Après avoir perdu sa meilleure amie à cause de sa maladie, Piper Rhodes décide de changer de lycée, déterminée à ce que sa dernière année soit différente. Elle rencontre bientôt West, le joueur star de l’équipe de foot, le garçon dont tout le monde parle. Malgré la peur de Piper de perdre à nouveau un être cher et malgré tout ce qui les sépare, Piper se lie à West, sans que jamais elle ne réussisse à lui dire un seul mot.. Une histoire de confiance, d’amitié et d’amour, où se révèle le pouvoir des mots qu’on dit, et de ceux qu’on ne dit pas.

Mon avis :  Les livres ados oui, mais les livres ados qui en plus explique des choses, c’est encore mieux !

Pipier est atteinte de mutisme sélectif, et celui-ci fait de sa vie un enfer ! Elle ne peut pas parler quand elle en à envie et encore moins à qui elle veut. Elle change cette année d’établissement scolaire et elle a beaucoup d’espoir que tout cela change.

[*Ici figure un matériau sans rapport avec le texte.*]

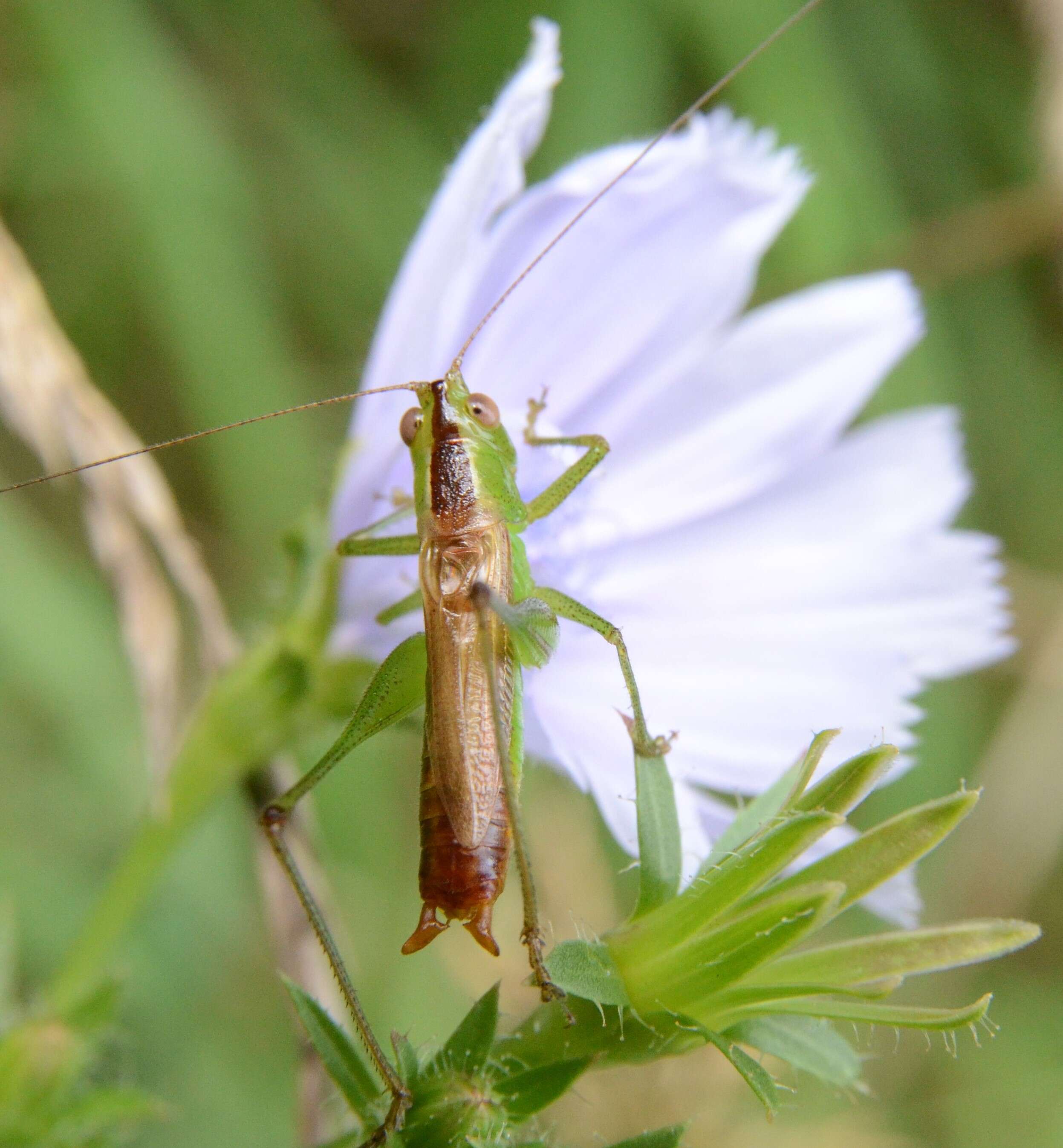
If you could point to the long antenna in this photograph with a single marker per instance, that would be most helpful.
(202, 434)
(674, 127)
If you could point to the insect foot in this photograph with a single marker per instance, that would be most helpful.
(393, 1122)
(535, 408)
(547, 989)
(645, 744)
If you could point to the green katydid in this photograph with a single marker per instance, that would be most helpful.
(485, 620)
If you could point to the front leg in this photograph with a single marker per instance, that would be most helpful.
(517, 618)
(364, 542)
(562, 487)
(564, 607)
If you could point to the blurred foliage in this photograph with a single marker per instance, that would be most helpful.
(216, 194)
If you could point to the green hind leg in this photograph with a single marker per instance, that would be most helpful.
(396, 689)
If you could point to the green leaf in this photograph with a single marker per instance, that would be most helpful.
(660, 1138)
(587, 969)
(901, 953)
(897, 1015)
(95, 1009)
(105, 1112)
(754, 1075)
(526, 1093)
(843, 789)
(406, 1058)
(690, 974)
(468, 1047)
(659, 845)
(805, 1043)
(610, 1036)
(731, 1004)
(780, 796)
(340, 1058)
(742, 872)
(885, 850)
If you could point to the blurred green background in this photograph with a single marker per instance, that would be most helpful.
(216, 194)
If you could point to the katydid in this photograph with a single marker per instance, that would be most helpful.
(485, 620)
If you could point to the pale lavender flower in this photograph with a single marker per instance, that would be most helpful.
(774, 572)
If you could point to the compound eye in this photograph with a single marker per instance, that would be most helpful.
(410, 424)
(485, 410)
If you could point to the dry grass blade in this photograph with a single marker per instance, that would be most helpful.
(49, 401)
(139, 539)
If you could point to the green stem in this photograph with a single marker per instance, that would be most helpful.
(247, 716)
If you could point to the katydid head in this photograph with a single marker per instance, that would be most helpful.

L’originalité de ce roman à mes yeux, c’est qu’il se déroule en Australie et j’ai lu très peu de livres se passant dans ce pays et j’ai adoré le découvrir : l’ambiance du bush et ses saisons inversées. Il m’a d’ailleurs fallu un temps de réflexion chaque fois qu’elle parlait du déroulé de son année scolaire.
Piper est un personnage très attachant. Moi qui suis pipelette j’ai partagé sa frustration à ne pas pouvoir dire ce qu’elle voulait, quand elle le voulait et à qui elle voulait. J’ai compris sa colère et compati à sa tristesse. Je ne connaissais pas ce syndrome, je l’ai découvert et j’en ai appris beaucoup. Elle a la chance d’être entourée par une famille aimante et encourageante, qui la soutient et l’accompagne dans ses choix.
L’histoire parle de compréhension et de tolérance, mais aussi de méchanceté gratuite à cause de la méconnaissance. Avec de la pédagogie on ne peut pas faire de miracle mais on peut quand même faire bouger les choses.
Ce roman est un joli message d’espoir et de tolérance qui ne tombe pas dans le « patho ». Le ton est juste et j’ai passé un très bon moment lecture avec ce livre et je le conseille vivement pour aider à comprendre la différence.

Je remercie Fleurus et Netgalley pour cette lecture.